Oil prices fall more than 6 per cent

By AFP - Sep 08,2020 - Last updated at Sep 08,2020

A British one pound sterling coin and a US quarter dollar coin are arranged and photographed in central London, on October 5, 2017 (AFP file photo)

LONDON — Sterling slumped close to a one-month low against the dollar on Tuesday as investors fretted over heightened Brexit tensions ahead of crunch trade talks between London and Brussels.

In midday deals, the pound dropped more than 1 per cent versus the greenback to $1.3022 — a level last seen on August 12 — before edging back slightly. It also lost ground against the euro to extend a four-day losing streak.

The pound began its fall on Monday after Prime Minister Boris Johnson revived the prospect of a no-deal Brexit, saying if an EU trade deal is not struck by October 15 then there would not be one.

On Wall Street, coming off a long Labour Day holiday weekend, US tech stocks took a battering, with Tesla slumping more than 15 per cent while oil prices plunged more than 6 per cent as the coronavirus pandemic weighed on the outlook for demand.

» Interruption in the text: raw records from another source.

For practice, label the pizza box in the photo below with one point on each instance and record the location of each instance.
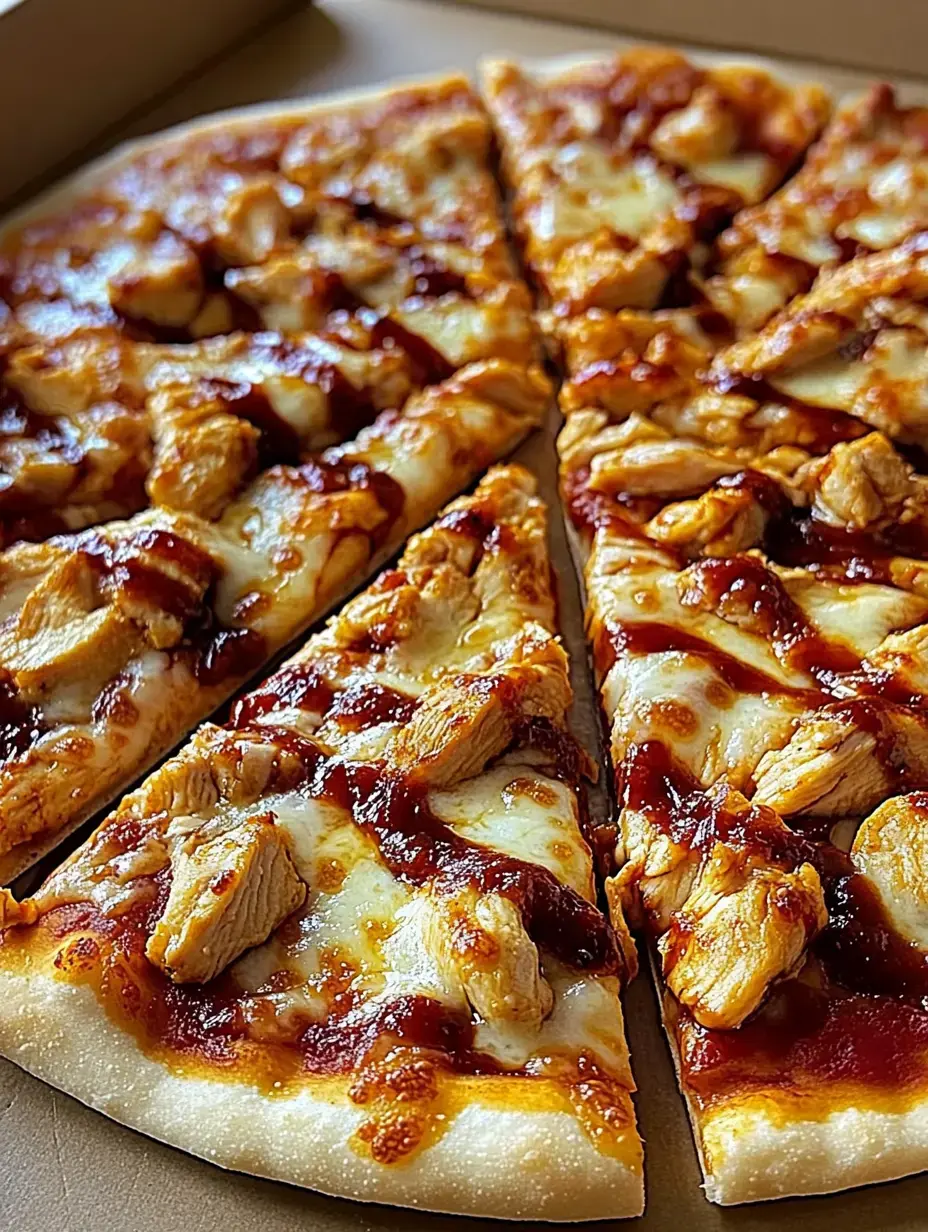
(70, 68)
(64, 1168)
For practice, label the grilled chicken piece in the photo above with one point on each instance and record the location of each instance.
(891, 849)
(858, 483)
(740, 930)
(719, 522)
(472, 949)
(903, 656)
(203, 453)
(456, 731)
(159, 282)
(843, 760)
(253, 223)
(231, 887)
(731, 917)
(629, 361)
(64, 631)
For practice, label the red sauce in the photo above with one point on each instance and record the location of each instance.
(20, 725)
(433, 280)
(131, 566)
(592, 510)
(298, 685)
(301, 685)
(741, 588)
(367, 704)
(651, 637)
(280, 441)
(429, 365)
(226, 653)
(859, 1014)
(330, 473)
(207, 1021)
(419, 848)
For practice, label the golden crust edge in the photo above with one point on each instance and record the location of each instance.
(89, 176)
(489, 1162)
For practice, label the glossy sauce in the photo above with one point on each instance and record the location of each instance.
(20, 725)
(859, 1013)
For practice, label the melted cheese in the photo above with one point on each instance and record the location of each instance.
(515, 810)
(593, 191)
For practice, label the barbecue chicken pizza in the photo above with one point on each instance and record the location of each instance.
(743, 466)
(350, 939)
(238, 366)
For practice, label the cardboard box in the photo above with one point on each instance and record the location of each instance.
(64, 1168)
(72, 68)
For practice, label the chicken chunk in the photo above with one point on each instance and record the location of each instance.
(732, 907)
(858, 483)
(843, 760)
(704, 131)
(64, 631)
(740, 932)
(203, 453)
(903, 656)
(719, 522)
(459, 728)
(891, 849)
(253, 223)
(162, 283)
(231, 887)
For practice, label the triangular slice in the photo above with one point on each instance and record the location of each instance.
(863, 187)
(186, 328)
(622, 166)
(754, 545)
(350, 940)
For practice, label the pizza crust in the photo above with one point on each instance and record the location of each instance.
(89, 176)
(491, 1162)
(751, 1156)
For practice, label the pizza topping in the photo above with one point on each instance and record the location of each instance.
(725, 885)
(460, 727)
(231, 887)
(862, 187)
(622, 166)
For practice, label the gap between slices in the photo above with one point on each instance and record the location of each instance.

About 10 minutes into trading, the Dow Jones Industrial Average was down 1.6 per cent while the tech-rich Nasdaq Composite Index lost 3 per cent for a third straight decline.

Sterling fell on confirmation that the head of the UK government's legal department has resigned over Johnson's last-minute changes to Britain's EU Withdrawal Agreement.

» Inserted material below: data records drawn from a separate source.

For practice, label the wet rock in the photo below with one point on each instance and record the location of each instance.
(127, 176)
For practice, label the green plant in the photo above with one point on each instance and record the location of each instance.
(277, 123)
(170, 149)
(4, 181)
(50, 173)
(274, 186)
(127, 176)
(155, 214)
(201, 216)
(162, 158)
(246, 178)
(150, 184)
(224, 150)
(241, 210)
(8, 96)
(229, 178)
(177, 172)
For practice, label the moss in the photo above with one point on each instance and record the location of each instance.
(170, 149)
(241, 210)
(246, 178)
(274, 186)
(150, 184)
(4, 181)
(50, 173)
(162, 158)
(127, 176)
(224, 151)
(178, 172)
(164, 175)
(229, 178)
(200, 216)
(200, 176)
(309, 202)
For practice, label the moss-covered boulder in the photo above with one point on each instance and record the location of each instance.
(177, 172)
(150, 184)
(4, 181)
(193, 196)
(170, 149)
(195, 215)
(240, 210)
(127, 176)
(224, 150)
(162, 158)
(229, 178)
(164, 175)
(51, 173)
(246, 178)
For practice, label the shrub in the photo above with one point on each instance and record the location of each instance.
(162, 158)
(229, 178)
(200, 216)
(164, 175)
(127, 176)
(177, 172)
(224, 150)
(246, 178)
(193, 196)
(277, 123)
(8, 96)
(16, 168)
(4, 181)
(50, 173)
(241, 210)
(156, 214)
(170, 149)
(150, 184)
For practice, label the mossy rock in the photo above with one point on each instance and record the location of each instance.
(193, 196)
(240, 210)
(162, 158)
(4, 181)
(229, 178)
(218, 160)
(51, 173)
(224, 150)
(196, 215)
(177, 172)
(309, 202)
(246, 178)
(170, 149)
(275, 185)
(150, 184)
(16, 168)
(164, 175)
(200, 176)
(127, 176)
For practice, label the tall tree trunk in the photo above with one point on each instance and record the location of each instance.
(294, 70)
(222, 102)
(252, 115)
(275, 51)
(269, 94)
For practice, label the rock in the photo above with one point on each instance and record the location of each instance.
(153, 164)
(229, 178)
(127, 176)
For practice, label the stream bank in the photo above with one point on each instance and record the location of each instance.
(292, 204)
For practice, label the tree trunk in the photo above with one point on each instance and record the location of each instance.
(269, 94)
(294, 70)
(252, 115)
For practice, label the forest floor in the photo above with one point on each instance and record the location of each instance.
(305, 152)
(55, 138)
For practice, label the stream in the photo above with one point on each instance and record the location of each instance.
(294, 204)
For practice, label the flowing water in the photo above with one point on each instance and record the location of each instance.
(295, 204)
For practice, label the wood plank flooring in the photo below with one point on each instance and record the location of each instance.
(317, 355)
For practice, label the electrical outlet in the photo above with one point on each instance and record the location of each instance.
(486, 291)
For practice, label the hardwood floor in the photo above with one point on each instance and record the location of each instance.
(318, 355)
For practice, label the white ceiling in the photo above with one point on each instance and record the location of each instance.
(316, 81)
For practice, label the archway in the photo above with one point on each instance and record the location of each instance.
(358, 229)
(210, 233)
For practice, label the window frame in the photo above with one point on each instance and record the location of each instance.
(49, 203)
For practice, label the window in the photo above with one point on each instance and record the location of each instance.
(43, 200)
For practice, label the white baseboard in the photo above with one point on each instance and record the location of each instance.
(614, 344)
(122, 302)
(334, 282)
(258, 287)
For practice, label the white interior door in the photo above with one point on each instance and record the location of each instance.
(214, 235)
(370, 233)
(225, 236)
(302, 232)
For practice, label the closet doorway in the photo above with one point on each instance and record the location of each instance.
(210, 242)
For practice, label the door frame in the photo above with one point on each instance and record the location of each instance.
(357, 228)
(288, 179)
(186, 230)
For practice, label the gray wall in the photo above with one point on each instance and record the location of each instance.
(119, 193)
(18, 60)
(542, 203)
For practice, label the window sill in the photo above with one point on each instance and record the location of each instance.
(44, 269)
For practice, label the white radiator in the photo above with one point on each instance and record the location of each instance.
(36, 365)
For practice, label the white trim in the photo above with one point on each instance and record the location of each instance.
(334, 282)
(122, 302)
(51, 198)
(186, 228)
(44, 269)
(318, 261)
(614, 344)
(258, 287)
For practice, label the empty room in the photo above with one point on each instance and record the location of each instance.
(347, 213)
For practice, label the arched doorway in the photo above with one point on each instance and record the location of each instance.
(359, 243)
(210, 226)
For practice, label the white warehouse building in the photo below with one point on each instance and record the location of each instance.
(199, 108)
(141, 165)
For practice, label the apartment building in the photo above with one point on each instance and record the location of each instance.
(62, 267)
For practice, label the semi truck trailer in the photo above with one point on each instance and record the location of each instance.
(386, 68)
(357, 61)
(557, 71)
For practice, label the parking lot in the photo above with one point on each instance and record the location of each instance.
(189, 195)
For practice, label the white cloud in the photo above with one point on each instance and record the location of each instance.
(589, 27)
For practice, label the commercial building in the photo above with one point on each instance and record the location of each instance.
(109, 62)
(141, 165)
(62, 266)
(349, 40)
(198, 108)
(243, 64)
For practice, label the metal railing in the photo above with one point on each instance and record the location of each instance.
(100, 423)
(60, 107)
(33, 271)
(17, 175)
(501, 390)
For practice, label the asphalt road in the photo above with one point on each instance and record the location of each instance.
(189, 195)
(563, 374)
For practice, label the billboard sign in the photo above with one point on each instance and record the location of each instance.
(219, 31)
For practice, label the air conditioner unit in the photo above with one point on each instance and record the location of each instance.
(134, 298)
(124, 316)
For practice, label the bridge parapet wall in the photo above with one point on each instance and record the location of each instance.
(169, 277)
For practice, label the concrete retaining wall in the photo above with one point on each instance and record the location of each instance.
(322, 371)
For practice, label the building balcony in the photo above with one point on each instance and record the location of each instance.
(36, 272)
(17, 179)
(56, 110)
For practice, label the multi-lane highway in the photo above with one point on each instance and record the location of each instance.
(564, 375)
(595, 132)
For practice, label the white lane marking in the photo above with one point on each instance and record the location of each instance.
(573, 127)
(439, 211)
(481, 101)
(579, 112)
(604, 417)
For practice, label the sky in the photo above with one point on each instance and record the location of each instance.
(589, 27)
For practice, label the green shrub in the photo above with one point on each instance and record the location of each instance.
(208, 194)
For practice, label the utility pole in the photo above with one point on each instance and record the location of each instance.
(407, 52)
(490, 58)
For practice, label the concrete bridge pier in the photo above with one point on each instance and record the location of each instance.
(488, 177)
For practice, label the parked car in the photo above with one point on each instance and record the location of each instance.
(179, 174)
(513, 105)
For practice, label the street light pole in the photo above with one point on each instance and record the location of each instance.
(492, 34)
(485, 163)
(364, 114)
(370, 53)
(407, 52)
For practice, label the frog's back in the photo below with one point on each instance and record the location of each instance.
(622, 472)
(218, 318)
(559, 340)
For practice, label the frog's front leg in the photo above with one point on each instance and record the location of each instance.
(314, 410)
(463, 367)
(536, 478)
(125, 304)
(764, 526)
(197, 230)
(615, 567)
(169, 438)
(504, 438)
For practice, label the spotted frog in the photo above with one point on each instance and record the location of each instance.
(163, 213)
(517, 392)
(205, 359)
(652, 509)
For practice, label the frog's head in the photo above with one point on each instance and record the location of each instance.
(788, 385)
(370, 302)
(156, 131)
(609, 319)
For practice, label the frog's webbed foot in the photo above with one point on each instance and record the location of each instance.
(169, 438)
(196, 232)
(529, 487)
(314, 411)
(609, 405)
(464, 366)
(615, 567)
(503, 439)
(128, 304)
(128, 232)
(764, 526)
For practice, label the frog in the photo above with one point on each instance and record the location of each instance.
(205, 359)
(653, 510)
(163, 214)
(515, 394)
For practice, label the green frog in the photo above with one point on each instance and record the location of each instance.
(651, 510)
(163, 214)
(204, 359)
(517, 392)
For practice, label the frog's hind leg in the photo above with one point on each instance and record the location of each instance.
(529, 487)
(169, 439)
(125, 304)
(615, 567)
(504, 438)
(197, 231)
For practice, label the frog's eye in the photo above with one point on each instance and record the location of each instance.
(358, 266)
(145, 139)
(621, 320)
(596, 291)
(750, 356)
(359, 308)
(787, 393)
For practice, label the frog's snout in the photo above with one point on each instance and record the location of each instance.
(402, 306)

Northern Ireland Secretary Brandon Lewis admitted that the changes break international law in "tightly defined circumstances".

The eighth round of negotiations resume this week, with both sides talking tough as the end of a transition period approaches.

 

'Brexit wheels fall off?' 

 

"It looks like the wheels of the Brexit bus are finally falling off, as news of the head of UK government legal [department]resigns," said analyst Sebastien Clements at international payments company OFX.

"Whilst we should caution that this indicates disharmony, it is also possibly an overreaction by the market to a negative headline, and does not necessarily make a deal with the EU less likely than it was before," Markets.com analyst Neil Wilson added.

 

Asia ticks higher 

 

Asian stocks had ticked higher following steep drops last week, as investors brushed off US President Donald Trump's latest anti-China salvo.

Despite continued uncertainty about the timetable for economic recovery — and with no Covid-19 vaccine yet available — investors remain convinced central banks around the world are willing to play backstop and keep monetary policy supportive for years to come.

Meanwhile, Fitch Ratings indicated it expected global gross domestic product (GDP) to fall by 4.4 per cent in 2020, a small upward revision from the 4.6 decline forecast in June with China regaining its pre-virus level of GDP and US, French and British retail sales bouncing back.

"But we doubt this will become the much-lauded 'V'-shaped recovery," Fitch warned in its latest Global Economic Outlook.